AUTHOR CONTRIBUTIONS
Tatsuki Iha: Data curation; writing – original draft. Ayako Watanabe: Conceptualization; data curation; investigation; methodology; writing – original draft. Misa Saeki: Data curation; validation. Ayaka Itoh: Data curation; investigation; validation. Yuka Kashiwabara: Supervision. Akiko Fujiwara: Supervision. Kenji Momo: Conceptualization; methodology; project administration; supervision; writing – original draft.
ACKNOWLEDGMENTS
None.
FUNDING INFORMATION
None.
CONFLICT OF INTEREST STATEMENT
The Department of Hospital Pharmaceutics, School of Pharmacy, Showa University received funds from Ono for a contract research project according to a collaborative research agreement.

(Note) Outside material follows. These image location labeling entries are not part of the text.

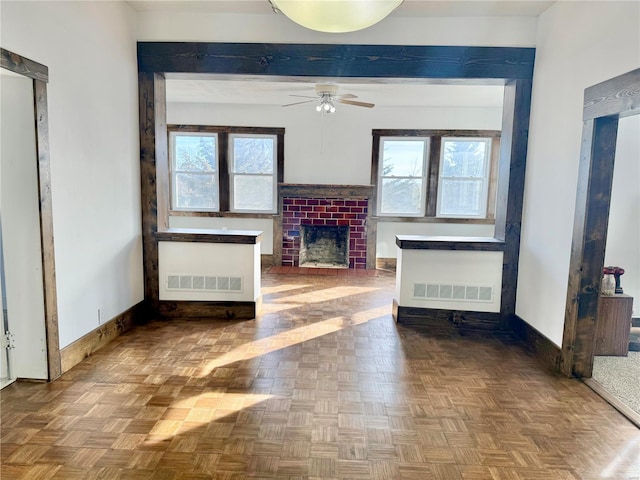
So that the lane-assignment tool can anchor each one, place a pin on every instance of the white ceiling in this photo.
(264, 91)
(409, 8)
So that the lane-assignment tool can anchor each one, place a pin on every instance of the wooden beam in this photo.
(46, 229)
(510, 188)
(595, 178)
(19, 64)
(153, 176)
(336, 60)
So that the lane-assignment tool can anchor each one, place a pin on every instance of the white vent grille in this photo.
(181, 281)
(453, 292)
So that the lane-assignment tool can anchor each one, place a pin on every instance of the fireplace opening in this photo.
(324, 246)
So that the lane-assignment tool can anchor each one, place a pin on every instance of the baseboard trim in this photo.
(631, 415)
(386, 263)
(73, 354)
(547, 351)
(214, 310)
(266, 260)
(445, 319)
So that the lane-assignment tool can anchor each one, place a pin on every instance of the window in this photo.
(401, 186)
(225, 169)
(463, 180)
(194, 163)
(435, 173)
(252, 172)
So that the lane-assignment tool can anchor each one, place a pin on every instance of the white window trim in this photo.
(273, 174)
(425, 174)
(174, 170)
(485, 178)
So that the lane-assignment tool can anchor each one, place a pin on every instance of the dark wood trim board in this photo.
(93, 341)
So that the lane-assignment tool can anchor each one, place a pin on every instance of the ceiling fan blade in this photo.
(357, 104)
(302, 96)
(297, 103)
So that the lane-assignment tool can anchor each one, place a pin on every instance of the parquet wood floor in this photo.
(323, 385)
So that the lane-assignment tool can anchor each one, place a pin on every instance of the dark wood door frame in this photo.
(40, 75)
(604, 104)
(511, 67)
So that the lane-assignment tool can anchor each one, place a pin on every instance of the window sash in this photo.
(444, 211)
(250, 206)
(176, 174)
(385, 207)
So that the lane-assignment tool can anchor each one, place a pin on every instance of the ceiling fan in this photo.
(326, 96)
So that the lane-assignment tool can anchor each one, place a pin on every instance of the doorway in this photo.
(604, 105)
(31, 347)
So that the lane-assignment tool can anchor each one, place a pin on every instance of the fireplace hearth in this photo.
(345, 206)
(324, 246)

As a potential conflict of interest, KM received honorarium fees for presentations from Abbvie, Nippon-Kayaku and Eisai. And received a travel fee from Abbvie to join the conference held by Abbvie. YK received an honorarium fee for the presentation at Daiichi Sankyo and Chugai. The department of Hospital Pharmaceutics received research grants from Nippon-Kayaku, Ono, Shionogi, Bayer, Daiichi Sankyo, Eisai, Mochida, and Taiho. The other authors declare no conflict of interest associated with this manuscript.
ETHICS STATEMENT
None.
CONSENT
Written informed consent was obtained from the patient to publish this report in accordance with the journal's patient consent policy.
Open Research
DATA AVAILABILITY STATEMENT
All information in this case is included in this published article.